When compared to the long-term outcomes of the PLATIN-1 trial [6] with a high risk for but no evident nodal disease yet, both median OS and PFS are expectedly worse in PLATIN‑2 with macroscopic nodal involvement. Our relapse analysis shows that the radiation treatment in PLATIN‑2 provides excellent local control rates with tolerable toxicity. Progression was almost exclusively systemic and was less likely in patients who underwent a more sensitive pretherapeutic staging with PET/CT. Considering that most PET/CTs were conducted using a choline tracer instead of the more sensitive PSMA [20], advances in pretherapeutic staging may improve patient selection for local therapy, resulting in even better curation rates than those reported here. As seen in the postoperative PLATIN‑4 and PLATIN-5 trials, common iliac node involvement was a major risk factor for progression (unpublished data), whereas the number of involved nodes was not associated with a higher risk of progression.

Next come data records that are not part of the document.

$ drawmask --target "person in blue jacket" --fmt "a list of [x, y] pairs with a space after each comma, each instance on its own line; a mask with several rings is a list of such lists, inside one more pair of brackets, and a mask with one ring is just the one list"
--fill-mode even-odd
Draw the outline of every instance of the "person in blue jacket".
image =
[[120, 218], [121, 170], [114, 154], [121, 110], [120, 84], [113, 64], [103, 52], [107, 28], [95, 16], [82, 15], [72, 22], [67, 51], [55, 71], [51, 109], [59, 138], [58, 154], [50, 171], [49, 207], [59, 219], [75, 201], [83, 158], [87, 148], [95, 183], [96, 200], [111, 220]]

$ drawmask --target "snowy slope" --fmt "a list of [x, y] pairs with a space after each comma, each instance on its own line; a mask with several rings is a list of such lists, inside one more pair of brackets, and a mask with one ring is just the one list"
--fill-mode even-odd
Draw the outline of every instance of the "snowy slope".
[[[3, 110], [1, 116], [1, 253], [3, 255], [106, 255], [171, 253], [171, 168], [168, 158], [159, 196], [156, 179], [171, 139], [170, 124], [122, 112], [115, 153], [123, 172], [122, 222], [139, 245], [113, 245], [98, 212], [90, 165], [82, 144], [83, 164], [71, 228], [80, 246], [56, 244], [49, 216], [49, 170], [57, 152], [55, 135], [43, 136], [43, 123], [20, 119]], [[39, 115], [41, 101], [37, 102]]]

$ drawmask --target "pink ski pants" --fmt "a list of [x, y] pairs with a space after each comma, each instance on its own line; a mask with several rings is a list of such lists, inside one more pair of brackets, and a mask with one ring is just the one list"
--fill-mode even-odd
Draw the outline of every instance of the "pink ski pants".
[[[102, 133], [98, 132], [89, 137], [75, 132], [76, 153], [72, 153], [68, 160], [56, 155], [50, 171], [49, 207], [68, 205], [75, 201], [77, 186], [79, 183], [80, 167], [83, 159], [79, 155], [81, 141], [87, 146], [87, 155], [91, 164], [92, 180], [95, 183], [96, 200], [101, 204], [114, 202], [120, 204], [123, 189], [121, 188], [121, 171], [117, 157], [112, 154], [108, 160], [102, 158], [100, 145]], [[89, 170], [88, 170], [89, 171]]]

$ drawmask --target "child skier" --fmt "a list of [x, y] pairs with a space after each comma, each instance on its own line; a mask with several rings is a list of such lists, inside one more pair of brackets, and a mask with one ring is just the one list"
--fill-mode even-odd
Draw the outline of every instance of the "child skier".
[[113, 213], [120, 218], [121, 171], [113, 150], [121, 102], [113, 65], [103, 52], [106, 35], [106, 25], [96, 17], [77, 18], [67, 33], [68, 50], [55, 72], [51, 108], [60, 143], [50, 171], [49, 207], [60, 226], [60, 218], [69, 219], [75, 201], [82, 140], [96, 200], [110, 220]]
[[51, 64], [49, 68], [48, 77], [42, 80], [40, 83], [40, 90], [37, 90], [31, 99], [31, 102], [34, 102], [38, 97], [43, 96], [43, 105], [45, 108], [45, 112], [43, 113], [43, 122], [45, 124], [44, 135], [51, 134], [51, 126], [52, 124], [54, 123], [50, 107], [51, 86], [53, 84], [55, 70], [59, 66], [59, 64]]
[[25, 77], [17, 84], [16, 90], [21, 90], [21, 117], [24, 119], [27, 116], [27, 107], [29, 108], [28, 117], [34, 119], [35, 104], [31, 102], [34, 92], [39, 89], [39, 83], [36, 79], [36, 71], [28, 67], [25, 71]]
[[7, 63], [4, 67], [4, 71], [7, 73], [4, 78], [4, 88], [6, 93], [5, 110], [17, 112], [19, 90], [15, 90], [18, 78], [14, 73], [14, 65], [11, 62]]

Similar to the PLATIN-1 trial [6], no grade 3–4 GI toxicity was observed in our trial. In contrast to the PLATIN‑1 cohort, however, three grade 3 GU toxicities occurred. Revision of the radiation plan revealed no extraordinary dose distribution explaining the urethral fistula or bladder outlet obstruction, respectively. The gross hematuria was linked to an overdosage of phenprocoumon, although a radiogenic susceptibility for bleeding cannot be ruled out. Similar rates for grade 2+ GU and GI toxicities were reported in the whole-pelvic radiotherapy arm of the POP-RT trial [11], indicating a negligible additional risk for GU and GI toxicity by adding a SIB to the positive nodes. In the POP-RT trial, a more hypofractionated concept with 50 Gy in 25 fractions to the lymphatic drainage was safely applied in cN0 disease and was also similarly used with 46.8 Gy to the lymphatic drainage with SIB to the involved nodes up to 57.2 Gy in 26 fractions, with excellent infield control in the PLATIN-5 trial (unpublished data). Since then, even ultrahypofractionated concepts have been adopted with node-positive disease [21, 22].

Strengths of the study include the prospective nature, the long follow-up period, and the strict adherence to the study protocol. As adjuvant androgen deprivation was recommended although not an obligatory component of the protocol, treatment regimens varied inevitably depending on e.g. risk factors, toxicity, and the consulted urologist, potentially clouding PFS data during the first 24 months of follow-up. Limitations include the limited number of patients and the heterogenous staging modalities: since the study started patient recruitment in the pre-PSMA-PET/CT era, the missing PET/CT staging in patients recruited early to the trial may constitute a potential bias. Consistent use of PSMA-PET/CT as primary staging would probably have excluded the patients with early progression on MRI follow-up from enrolment. Subsequently, this study may have underestimated PFS and OS in patients with node-positive prostate cancer due to occult systemic metastases. Furthermore, in the context of high-risk prostate cancer and node-positive disease, the STAMPEDE trial has provided evidence supporting the use of intensified antiandrogen therapy with radiotherapy [23]. Specifically, the combination of ADT with abiraterone/prednisolone has demonstrated superior metastasis-free and overall survival compared to ADT alone and may be considered standard of care for patients with node-positive disease, even though the role of pelvic radiation in the setting of intensified antiandrogen is yet to be determined.

In summary, definitive radiation to the lymphatic drainage with a boost to the involved nodes and prostate is a safe and effective treatment option for node-positive prostate cancer. Considering the establishment of more sensitive pretherapeutic staging in high-risk prostate cancer with PSMA-PET/CT, more patients will be diagnosed in a nodal positive stage. For this growing patient cohort, the PLATIN-2 trial provides long-term data with excellent local control rates and tolerable toxicity.